SHEEP BELLA TINE
“What Doesn’t Kill You Makes You Exotic”
(Meliphonic Records)




If I’m to take the title of Sheep Bella Tine’s October 2015 tape on Meliphonic Records seriously, then I’m one of the most exotic people you’ll ever meet. I have a list a mile long of all the things that haven’t killed me, and I’m adding to it every day. I barely get out of bed every morning before I have to chalk something else up to not killing me. My toothbrush could’ve gotten lodged in my eye a number of ways! Modern convenience my foot – my house is a fucking time bomb.
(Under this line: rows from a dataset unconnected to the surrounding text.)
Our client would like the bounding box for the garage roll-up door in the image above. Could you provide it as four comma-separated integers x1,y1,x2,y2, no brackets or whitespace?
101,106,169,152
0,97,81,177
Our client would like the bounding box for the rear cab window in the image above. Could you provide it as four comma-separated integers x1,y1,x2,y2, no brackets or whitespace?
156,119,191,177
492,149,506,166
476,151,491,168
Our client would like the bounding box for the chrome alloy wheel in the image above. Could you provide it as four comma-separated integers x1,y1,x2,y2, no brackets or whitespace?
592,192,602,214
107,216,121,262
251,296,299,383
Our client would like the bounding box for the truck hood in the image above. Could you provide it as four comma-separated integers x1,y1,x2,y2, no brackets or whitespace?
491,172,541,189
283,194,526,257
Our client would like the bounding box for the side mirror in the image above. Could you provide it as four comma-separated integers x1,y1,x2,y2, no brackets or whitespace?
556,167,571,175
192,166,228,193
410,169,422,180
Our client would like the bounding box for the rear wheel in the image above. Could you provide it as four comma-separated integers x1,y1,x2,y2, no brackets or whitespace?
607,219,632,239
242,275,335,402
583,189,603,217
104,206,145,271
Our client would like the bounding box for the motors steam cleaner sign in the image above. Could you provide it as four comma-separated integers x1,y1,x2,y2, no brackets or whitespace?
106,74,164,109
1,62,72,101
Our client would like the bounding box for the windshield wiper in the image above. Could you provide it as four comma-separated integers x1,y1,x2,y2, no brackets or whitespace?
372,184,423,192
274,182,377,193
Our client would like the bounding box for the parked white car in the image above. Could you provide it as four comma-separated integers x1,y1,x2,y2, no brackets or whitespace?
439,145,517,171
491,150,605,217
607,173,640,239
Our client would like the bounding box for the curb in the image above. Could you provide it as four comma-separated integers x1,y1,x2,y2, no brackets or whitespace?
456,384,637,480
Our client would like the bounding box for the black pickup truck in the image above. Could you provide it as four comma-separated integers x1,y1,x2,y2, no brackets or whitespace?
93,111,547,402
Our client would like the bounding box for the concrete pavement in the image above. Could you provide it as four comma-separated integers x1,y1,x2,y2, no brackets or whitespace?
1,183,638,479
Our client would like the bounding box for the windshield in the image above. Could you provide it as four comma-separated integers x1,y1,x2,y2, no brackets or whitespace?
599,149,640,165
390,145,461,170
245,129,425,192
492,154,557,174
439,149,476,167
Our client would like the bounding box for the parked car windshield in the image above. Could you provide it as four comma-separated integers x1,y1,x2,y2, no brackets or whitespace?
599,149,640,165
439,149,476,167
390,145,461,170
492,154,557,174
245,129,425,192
… A fucking time bomb making me super exotic! OK, so you get it. But “exotic” is the key word here for Sheep Bella Tine, a Cookeville, Tennessee, duo comprising of Wica on guitar and Zacharious on drums. The decidedly live sound of the tape is a benefit, as the interplay of the guitar and drums, while decidedly jammy, allows the players to expand and fill out the corners of the compositions. Is it improvised? You decide! It was recorded in their kitchen, after all, on a Zoom H4n, which Amazon tells me is this.
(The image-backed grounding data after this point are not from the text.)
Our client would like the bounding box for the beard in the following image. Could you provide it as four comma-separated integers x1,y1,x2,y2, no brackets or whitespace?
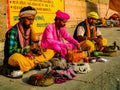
91,23,96,26
23,23,30,29
61,24,65,28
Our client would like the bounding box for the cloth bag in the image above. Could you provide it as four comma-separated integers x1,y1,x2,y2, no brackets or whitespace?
27,69,54,86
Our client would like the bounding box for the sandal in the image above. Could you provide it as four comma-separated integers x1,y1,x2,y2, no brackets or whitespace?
96,57,108,62
72,63,91,74
89,57,97,63
7,70,23,79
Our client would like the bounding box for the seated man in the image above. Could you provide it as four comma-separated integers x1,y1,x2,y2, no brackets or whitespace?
41,10,80,58
109,13,120,27
73,11,107,54
3,6,54,78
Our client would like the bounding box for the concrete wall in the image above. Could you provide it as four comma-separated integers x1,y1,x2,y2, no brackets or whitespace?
65,0,118,28
0,0,7,42
0,0,118,41
65,0,86,28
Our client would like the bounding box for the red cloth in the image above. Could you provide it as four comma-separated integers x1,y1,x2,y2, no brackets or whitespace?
17,23,31,47
109,0,120,12
109,13,119,20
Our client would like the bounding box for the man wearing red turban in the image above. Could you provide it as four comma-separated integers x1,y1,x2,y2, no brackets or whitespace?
41,10,80,58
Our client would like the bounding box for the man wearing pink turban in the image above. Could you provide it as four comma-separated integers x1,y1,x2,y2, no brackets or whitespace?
41,10,80,58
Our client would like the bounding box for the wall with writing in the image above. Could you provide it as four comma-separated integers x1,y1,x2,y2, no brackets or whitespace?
6,0,65,33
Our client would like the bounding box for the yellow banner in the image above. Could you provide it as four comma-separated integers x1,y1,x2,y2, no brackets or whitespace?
6,0,65,33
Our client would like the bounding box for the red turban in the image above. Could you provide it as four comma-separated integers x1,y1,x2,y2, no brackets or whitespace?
56,10,70,20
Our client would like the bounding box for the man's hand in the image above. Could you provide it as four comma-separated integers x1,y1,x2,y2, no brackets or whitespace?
21,45,31,54
93,38,102,43
77,43,82,50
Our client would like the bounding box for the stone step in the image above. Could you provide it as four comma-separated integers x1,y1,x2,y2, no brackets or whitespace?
0,42,4,51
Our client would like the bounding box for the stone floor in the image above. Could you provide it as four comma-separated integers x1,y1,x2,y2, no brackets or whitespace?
0,27,120,90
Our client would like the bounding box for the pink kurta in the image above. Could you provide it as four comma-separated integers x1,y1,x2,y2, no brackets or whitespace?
41,23,79,58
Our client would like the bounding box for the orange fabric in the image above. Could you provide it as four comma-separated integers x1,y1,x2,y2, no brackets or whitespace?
80,39,107,53
8,53,35,72
67,50,88,63
80,40,95,53
109,0,120,12
85,20,97,38
8,49,55,72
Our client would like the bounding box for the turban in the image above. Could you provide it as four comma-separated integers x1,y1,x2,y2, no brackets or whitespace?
56,10,70,20
19,10,37,18
110,13,119,19
87,11,99,19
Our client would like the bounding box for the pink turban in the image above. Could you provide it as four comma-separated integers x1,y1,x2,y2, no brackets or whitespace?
56,10,70,20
The tone and scale are steeped in Eastern tone and scale, and the tape itself is adorned with non-Western imagery and text. It’s evocative – where exactly are Sheep Bella Tine deriving their inspiration? From all over, homie, for sure, as Hebrew texts are chewed, Marabouts are mistrusted, and monks are segregated throughout. These things are not explicitly stated (aside from the song titles), leaving the music to do the narrative heavy lifting. Songs begin, fly forward until they can no longer can, and end, rushing at the listener and enveloping them in the sounds, sights, and smells of distant lands and different cultures.
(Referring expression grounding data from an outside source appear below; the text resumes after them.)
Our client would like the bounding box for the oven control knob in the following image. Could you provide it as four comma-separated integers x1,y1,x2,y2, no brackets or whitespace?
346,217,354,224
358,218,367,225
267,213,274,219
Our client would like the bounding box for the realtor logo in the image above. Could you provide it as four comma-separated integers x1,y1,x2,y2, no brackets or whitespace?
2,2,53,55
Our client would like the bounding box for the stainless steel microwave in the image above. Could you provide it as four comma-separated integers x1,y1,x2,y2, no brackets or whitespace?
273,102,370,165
Which sort of helps you out if you don’t like to fly, or travel, or do anything fun. You don’t have to worry about anything in your own home! Never leave the comfort of your living room again, even though every manner of knickknack and appliance is conspiring to murder you right now. Crap, right, the living room – it’s super dangerous. You might want to actually get on that plane instead. I’m not giving you a good choice, am I? Oh well – you’ll be just as exotic as me, then. Good luck living through the night!